The soldiers then sold off the Empire to the highest bidder, one Didius Julianus, a promising young officer who had been unfairly demoted under Commodus along with Pertinax, who offered 25,000 sesterces to each of the guards (which was over ten years pay), if they would install him as emperor. They gleefully agreed, and upon taking office he reversed the policies of Pertinax, giving back to the Praetorian Guards the privileges that had been recently removed.

This led to a period of civil war known as the “Year of the Five Emperors” (Pertinax, Julianus, Niger, Albinus, Severus). Just 66 days later, when Septimus Severus marched on Rome, routing detachments of Praetorian Guards sent out to defeat him along the way, Julianus was dead, killed by one of his own guards.

Severus then fought a civil war against Pescennius Niger, who challenged him as emperor, and installed Clodius Albinus as co-emperor, to help govern the empire whilst he was away fighting. Severus eventually won the civil war, and Niger was killed fleeing the Battle of Issus (in southeast Anatolia).

Severus now resolved to make himself the absolute master of the Roman Empire, and delared war against Albinus. In February 197 Albinus met the legions of Severus at Lugdunum (modern-day Lyon in France). Cassius Dio tells us it was after a hard-fought battle between almost 300,000 troops, that Albinus was defeated and killed. Severus rode his horse over the body in a final act of humiliation, before executing his wife and two children.

Pertinax was assassinated because of his unpopular reforms, his strict measures against corruption, and his refusal to meet the demands of the Praetorian Guard. Subsequently the Roman currency was devalued, which in turn destroyed confidence in Rome’s financial authority, leading to sky-high rates of inflation and economic upheaval. This series of events created the crisis of the 3rd Century and started the decline of the Roman Empire. Yet again, as in Caesars day, personal greed and corruption had broken the system, and led to war and ruin.

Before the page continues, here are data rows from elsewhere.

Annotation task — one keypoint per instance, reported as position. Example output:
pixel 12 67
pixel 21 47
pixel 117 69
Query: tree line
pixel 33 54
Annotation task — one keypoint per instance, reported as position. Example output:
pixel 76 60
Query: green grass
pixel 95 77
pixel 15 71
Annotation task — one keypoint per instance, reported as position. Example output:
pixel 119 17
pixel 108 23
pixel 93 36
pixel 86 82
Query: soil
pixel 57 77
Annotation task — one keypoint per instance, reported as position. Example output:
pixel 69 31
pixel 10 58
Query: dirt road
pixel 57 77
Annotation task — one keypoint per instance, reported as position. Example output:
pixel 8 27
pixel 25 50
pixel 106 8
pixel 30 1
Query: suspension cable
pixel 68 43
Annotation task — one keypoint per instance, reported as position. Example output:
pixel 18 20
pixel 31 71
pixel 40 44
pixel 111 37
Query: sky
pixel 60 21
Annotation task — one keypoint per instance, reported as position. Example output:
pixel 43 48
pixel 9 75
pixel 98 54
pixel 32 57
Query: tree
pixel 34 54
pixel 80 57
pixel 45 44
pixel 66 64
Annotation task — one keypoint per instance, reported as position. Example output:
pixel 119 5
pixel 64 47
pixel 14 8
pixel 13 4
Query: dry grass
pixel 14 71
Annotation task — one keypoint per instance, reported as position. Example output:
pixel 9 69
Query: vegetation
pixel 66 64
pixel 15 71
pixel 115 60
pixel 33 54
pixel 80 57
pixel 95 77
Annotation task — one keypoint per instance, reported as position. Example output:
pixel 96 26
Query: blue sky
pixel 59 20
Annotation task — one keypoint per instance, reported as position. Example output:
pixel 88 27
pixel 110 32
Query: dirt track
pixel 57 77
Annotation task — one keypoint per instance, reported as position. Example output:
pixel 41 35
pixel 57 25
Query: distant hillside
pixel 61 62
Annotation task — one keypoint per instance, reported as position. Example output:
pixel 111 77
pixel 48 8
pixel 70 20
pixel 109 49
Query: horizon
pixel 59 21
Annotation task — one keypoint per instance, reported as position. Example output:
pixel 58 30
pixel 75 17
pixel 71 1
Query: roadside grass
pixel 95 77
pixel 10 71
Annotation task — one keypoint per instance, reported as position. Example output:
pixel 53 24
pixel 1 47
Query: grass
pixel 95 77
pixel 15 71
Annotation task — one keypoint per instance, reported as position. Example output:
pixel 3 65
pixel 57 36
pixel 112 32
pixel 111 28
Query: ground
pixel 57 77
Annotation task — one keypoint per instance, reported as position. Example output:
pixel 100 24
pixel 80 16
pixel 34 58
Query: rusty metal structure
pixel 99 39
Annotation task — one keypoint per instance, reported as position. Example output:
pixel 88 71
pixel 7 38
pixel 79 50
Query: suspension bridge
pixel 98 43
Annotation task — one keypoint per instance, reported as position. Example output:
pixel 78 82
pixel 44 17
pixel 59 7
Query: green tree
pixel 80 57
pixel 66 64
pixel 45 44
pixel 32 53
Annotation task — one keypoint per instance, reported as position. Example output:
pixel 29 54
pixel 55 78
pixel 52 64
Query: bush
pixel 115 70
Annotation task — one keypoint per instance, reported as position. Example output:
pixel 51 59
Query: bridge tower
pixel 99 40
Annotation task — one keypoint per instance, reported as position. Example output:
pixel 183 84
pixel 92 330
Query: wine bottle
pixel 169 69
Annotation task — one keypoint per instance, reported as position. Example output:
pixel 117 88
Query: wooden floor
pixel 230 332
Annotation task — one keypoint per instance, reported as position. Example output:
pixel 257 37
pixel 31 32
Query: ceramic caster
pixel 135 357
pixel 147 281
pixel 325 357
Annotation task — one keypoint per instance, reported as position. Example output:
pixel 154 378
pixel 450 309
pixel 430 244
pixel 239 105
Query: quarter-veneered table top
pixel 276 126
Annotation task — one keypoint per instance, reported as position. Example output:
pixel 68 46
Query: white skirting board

Later, Cassius Dio would write that Pertinax was a conscientious ruler, who wanted to end the corruption in Rome, but lost his life in trying to do the right thing. When Severus finally became emperor at the end of that chaotic year, he decreed divine honours for the slain ruler, executed the assassins, and gave Julianus a damnatio memoriae, approved by the senate. Servus himself adopted the name “Pertinax” as part of his own.

Severus is often known as the African emperor, as he was born in Libya, near present-day Al-Khums, ruling from 193 – 211 AD, and is generally regarded as a responsible leader, giving greater freedom to the provinces, fighting the first ever successful campaign in Parthia, and beginning many construction projects that included aqueducts, baths, and the strengthening of Hadrians Wall. He travelled to Britain in 208 AD, unfortunately dying in Eboracum (modern-day York) in 211 AD of a disease probably caused by the severe gout he had suffered from for many years.